DENVER -- It’s the first death linked to marijuana intoxication since recreational pot became legal in the state in January.
The Denver County Coroner says pot contributed to the college student’s death last month.
Levy Thamba, 19, was a bright engineering student from the Republic of Congo in Africa.
He was visiting Denver for Spring Break with three other friends.
Investigators say the lure of legal marijuana in Colorado drew them here from Northwest College in Powell, Wyoming.
He would never return.
The Denver County Coroner says while at the Holiday Inn at Stapleton, a friend of his took a bite of a marijuana cookie. She got sick from it.
Thamba then took a bite and when he didn’t get a reaction, he ate the whole cookie.
It was the first time the group had tried pot.
Friends say he started acting erratically, got upset and sick and ran out of their room—straight over the balcony inside the hotel.
“One of the things about edibles is when you’re digesting that product, it doesn’t react as quickly as smoking marijuana does,” says Joe Hodas, Chief Marketing Officer of Dixie Elixirs and Edibles, a Denver manufacturer of marijuana-infused products.

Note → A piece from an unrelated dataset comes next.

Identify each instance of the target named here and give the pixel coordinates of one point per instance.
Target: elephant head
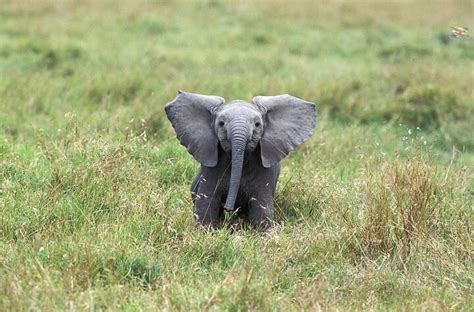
(278, 123)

He says that’s why their company lists the potency of the pot right on the packaging, along with how long it takes to activate.
Thamba had 7.2 nanograms of THC in his body. Colorado’s impairment level when driving is 5 nanograms.
“There is level of responsibility on the individual consumer to make sure they understand what ingesting impacts may be. So it’s important to read and educate ourselves about the products.”
It is a spring break accident that broke many hearts here in our country and 8,300 miles away in Africa.
Facebook posts mark the sad end to what could have been a long life.
One reads: “He died so young, my condolences to the family and may his soul rest in peace.”
Cause of death is an accident from “multiple injuries due to a fall from height.”
At 19, Thamba was not of legal age to consume marijuana in Colorado. You have to be 21.